I was interested to read, in your issue of 27 July, Richard Wollheim’s account of ‘popular philosophy’ in Britain during the Fifties (LRB, 27 July). Does he recall, or has he blotted from his memory of broadcast philosophy in this period, the episode of Hancock’s Half Hour in which the hero consoled himself on a solitary Saturday night with Bertrand Russell’s History of Western Philosophy? It ended in tears; he did not get beyond page ten. Should we understand this episode as reflecting the normality of staying in on a Saturday night to read philosophy, or, on the contrary, as signalling an increasing tendency to identify this practice with social failure? Should we, indeed, go further, and see this broadcast as precipitating the decline of popular philosophy, inasmuch as it constituted it within a narrative of not-being-a-beautiful-person? These are not entirely silly-season questions. In his review of Bryan Appleyard’s Pleasures of Peace (LRB, 27 July) Frank Kermode suggests that Appleyard ‘might have thought it proper to glance … at the Beatles or the Rolling Stones or Bob Dylan’: perhaps it is time someone put in a word for post-war broadcast comedy as a worthy subject of British cultural history.

Anne Summers
Curator, Department of Manuscripts, British Library

Frank Kermode praises Bryan Appleyard’s The Pleasures of Peace: Art and Imagination in Post-War Britain (LRB, 27 July), while reporting, without comment, Mr Appleyard’s claim that J.H. Prynne is ‘the most comprehensively gifted of living British poets’. What can Mr Appleyard have meant by this judgment, and what can it have done for his assessment of the literature of l’après deux guerres? I wonder how he would set about explaining why he supposes that J.H. Prynne – a poet little-known outside Cambridge and widely considered, even in Cambridge, to be exceptionally hard to follow – has quite so much of the right stuff.
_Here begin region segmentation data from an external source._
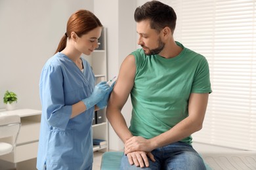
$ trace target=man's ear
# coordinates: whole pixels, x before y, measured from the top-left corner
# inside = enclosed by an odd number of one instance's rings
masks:
[[[73,41],[76,41],[78,36],[74,31],[72,31],[72,32],[71,32],[70,37]]]
[[[169,27],[165,27],[162,31],[164,37],[167,37],[170,34],[171,34],[171,30]]]

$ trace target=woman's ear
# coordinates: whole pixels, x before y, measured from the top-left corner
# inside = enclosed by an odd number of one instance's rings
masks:
[[[71,32],[70,37],[73,41],[76,41],[77,39],[77,35],[74,31],[72,31]]]

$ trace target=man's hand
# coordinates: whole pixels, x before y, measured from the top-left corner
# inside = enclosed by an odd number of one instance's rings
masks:
[[[154,149],[154,148],[150,139],[146,139],[139,136],[132,137],[125,143],[125,154],[137,150],[148,152]]]
[[[149,167],[149,162],[147,156],[152,162],[156,162],[154,156],[151,152],[145,152],[143,151],[136,151],[127,154],[129,163],[131,165],[133,164],[137,167]]]

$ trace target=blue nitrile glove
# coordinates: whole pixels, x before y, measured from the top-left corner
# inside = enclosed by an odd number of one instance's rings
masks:
[[[100,82],[96,85],[91,95],[82,100],[86,106],[86,110],[89,109],[101,101],[110,88],[110,86],[106,84],[106,82]]]
[[[116,81],[111,84],[110,88],[108,90],[108,92],[105,94],[105,95],[103,97],[103,99],[102,99],[100,102],[98,102],[96,105],[100,108],[100,109],[102,109],[106,105],[108,105],[108,99],[110,97],[110,94],[113,90],[114,86],[116,84]]]

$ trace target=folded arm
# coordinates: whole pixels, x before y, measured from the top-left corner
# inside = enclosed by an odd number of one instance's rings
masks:
[[[152,150],[179,141],[199,131],[202,124],[208,102],[208,94],[191,94],[188,103],[188,116],[169,131],[150,139],[133,137],[125,144],[125,154],[135,150]]]

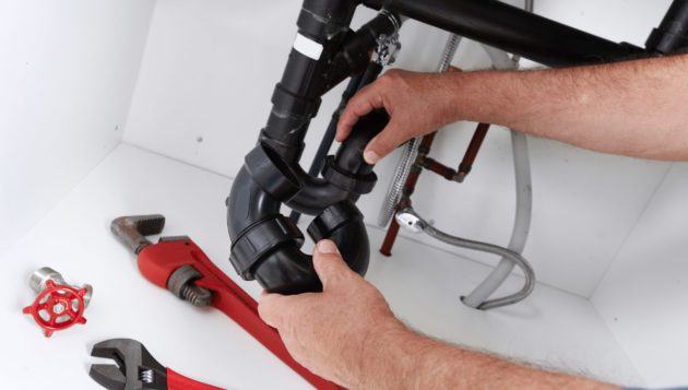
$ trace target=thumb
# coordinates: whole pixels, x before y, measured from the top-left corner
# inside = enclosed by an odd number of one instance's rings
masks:
[[[366,145],[364,150],[366,163],[375,164],[379,162],[406,141],[408,138],[405,138],[404,133],[400,131],[402,127],[392,118],[387,127]]]
[[[322,282],[323,291],[335,285],[342,276],[353,272],[342,259],[336,245],[329,239],[320,240],[316,246],[313,267],[320,282]]]

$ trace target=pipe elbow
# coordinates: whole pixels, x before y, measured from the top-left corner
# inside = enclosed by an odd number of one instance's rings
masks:
[[[348,267],[361,276],[370,257],[363,214],[351,201],[327,208],[308,227],[316,241],[332,239]],[[233,241],[232,264],[245,280],[256,280],[270,293],[300,294],[320,292],[322,284],[312,265],[312,257],[300,247],[304,236],[283,215],[254,224]]]

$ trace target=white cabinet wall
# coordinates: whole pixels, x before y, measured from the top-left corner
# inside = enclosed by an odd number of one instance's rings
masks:
[[[536,0],[535,12],[642,46],[669,3]],[[163,203],[168,213],[176,213],[174,201],[180,202],[176,226],[181,231],[185,223],[189,228],[202,223],[190,210],[216,212],[213,226],[223,229],[223,182],[238,172],[264,126],[299,5],[298,0],[0,2],[0,256],[19,241],[2,262],[36,261],[46,251],[32,243],[47,234],[56,235],[55,243],[67,239],[70,232],[84,229],[81,223],[100,221],[103,232],[93,238],[107,241],[105,225],[112,213],[126,212],[128,205],[135,213],[156,212],[143,210],[154,206],[145,199],[153,193],[169,193]],[[360,10],[354,24],[373,14]],[[434,71],[447,35],[408,21],[395,67]],[[462,43],[453,63],[467,70],[488,66],[472,42]],[[310,164],[341,92],[340,86],[324,96],[306,139],[304,166]],[[439,133],[432,156],[458,165],[473,128],[448,127]],[[681,200],[688,196],[688,165],[529,141],[534,211],[524,256],[538,277],[531,300],[490,312],[460,307],[455,297],[473,288],[488,272],[484,264],[495,259],[405,232],[391,260],[375,256],[368,277],[400,317],[444,340],[629,385],[687,385],[688,315],[681,307],[688,298],[688,209]],[[383,236],[372,224],[396,158],[395,152],[378,165],[376,190],[359,201],[372,251]],[[154,185],[138,176],[128,180],[118,166],[131,167],[131,162],[150,162],[163,178]],[[149,168],[131,174],[155,175]],[[204,204],[182,203],[192,202],[193,196],[175,188],[175,172],[189,180],[203,177],[198,188],[217,193],[202,197]],[[115,205],[109,197],[103,197],[108,204],[87,201],[104,189],[124,199]],[[90,215],[56,232],[70,210],[79,215],[80,203],[87,203]],[[490,130],[463,185],[424,174],[414,205],[442,229],[506,245],[514,212],[508,132]],[[98,212],[103,214],[94,216]],[[209,234],[207,228],[193,228]],[[214,239],[204,244],[216,262],[227,265],[225,236],[210,235]],[[88,247],[88,255],[95,253]],[[435,262],[418,259],[423,253],[432,255]],[[224,269],[235,276],[229,267]],[[26,267],[17,270],[25,272]],[[518,285],[518,277],[506,288]],[[254,295],[259,292],[254,284],[244,285]],[[200,316],[194,320],[203,321]],[[215,326],[209,326],[209,334],[222,331],[220,322]],[[143,333],[155,334],[141,327]],[[223,351],[213,353],[223,358]],[[198,364],[190,368],[201,369]],[[206,369],[203,375],[224,373]],[[238,380],[239,388],[250,383]]]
But perhaps it is no longer thought appropriate to inquire about judgments of value made in respect of literary works.

James Smithson
London SW10

Vol. 11 No. 19 · 12 October 1989

James Smithson is mistaken in believing that J.H. Prynne is ‘a poet little-known outside Cambridge’ (Letters, 14 September). Five volumes of his poetry have been translated into French, a volume of selected poems appeared this year in Norwegian, and a selection was also published this year in Italian by Mondadori. We are informed that translations are under way in Latin America. J.H. Prynne is widely reviewed and read in the USA and the UK; the first edition of his collected Poems will shortly be out of print. The London Review devoted more than a page to a review by Elizabeth Cook of this volume (LRB, 16 September 1982).